Biotechnology can engineer crops to tolerate specific herbicides, making weed control simpler and more efficient, and to be resistant to specific diseases and pests, improving control and decreasing the use of synthetic herbicides and pesticides. Crops with the ability to grow in salty soils or better withstand drought conditions are entering the marketplace. These require less fuel, labor, fertilizer, and water, decreasing pressures on land and wildlife habitats.
Biotechnology creates improved foods, by increasing certain components such as vitamins and other nutrients, and reducing levels of others, such as naturally occurring toxicants, allergens, or saturated fats.
US farmers have rapidly adopted many of these new varieties: 88% of the corn, 94% of the cotton and 93% of the soybeans planted in the U.S. were varieties produced through genetic engineering. Use is spreading globally as well, helping countries keep pace with demand for food while reducing costs.
Genetically engineered bacteria and yeasts produce vitamins and nutritional supplements for human food, and improve the production of fermented beverages and foods.
Biotechnology advances improve animal food, and enable animals to more effectively use nutrients present in feed, and produce new vaccines, diagnostics and treatments for animal disease, and additional markets for animal products.
Biotechnology provides a wealth of tools improving the safety of our food supply chain.
Industrial biotechnology applies biotechnology tools to traditional industrial processes (“bioprocessing”) and the manufacturing of products (such as fuels, chemicals and plastics) from bio-based renewable feedstocks.
New and more valuable sources of biomass, and new more efficient methods of bioprocessing, are being developed continually.

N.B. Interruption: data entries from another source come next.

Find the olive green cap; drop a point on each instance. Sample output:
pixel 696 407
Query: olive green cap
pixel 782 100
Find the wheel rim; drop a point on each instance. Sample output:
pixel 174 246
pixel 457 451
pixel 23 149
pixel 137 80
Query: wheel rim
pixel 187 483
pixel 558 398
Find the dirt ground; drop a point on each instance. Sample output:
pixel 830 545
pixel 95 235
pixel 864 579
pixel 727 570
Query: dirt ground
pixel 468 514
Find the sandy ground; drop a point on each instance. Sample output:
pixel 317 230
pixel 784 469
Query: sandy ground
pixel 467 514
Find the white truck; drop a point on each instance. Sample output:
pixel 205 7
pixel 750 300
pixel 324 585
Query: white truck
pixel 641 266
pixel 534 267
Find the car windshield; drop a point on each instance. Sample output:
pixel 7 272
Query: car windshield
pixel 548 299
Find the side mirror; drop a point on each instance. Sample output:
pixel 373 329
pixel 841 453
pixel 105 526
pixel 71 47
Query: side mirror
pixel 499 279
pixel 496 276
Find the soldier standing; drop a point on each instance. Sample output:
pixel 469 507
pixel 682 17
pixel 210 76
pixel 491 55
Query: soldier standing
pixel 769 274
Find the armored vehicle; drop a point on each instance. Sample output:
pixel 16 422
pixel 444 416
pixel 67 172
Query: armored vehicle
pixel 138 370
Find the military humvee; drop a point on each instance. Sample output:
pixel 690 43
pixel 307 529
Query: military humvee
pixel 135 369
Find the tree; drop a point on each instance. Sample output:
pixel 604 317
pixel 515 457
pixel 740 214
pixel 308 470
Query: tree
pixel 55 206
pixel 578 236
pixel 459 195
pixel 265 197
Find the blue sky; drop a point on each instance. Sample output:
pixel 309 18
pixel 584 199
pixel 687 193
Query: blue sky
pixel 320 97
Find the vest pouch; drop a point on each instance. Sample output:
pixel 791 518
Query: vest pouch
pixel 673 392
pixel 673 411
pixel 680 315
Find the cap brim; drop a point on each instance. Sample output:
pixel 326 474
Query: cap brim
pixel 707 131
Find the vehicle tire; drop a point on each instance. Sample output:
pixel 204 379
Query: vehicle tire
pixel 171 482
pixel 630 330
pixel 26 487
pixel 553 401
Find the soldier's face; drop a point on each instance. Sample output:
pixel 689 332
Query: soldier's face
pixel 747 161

Current commercial products include bio-based plastics with applications ranging from cosmetics, home cleaning products and antifreeze to food packaging and car parts, and chemicals used in the production of detergents, textiles, pulp and paper, leather, metals, fuels and minerals.
There is rapid innovation in renewable chemicals, frequently co-produced as side streams of biofuels and bioenergy, providing new intermediates, novel products, or direct replacements for petroleum products.
Genetically engineered crops can serve as factories for the production of a wide array of chemicals, including new medicines.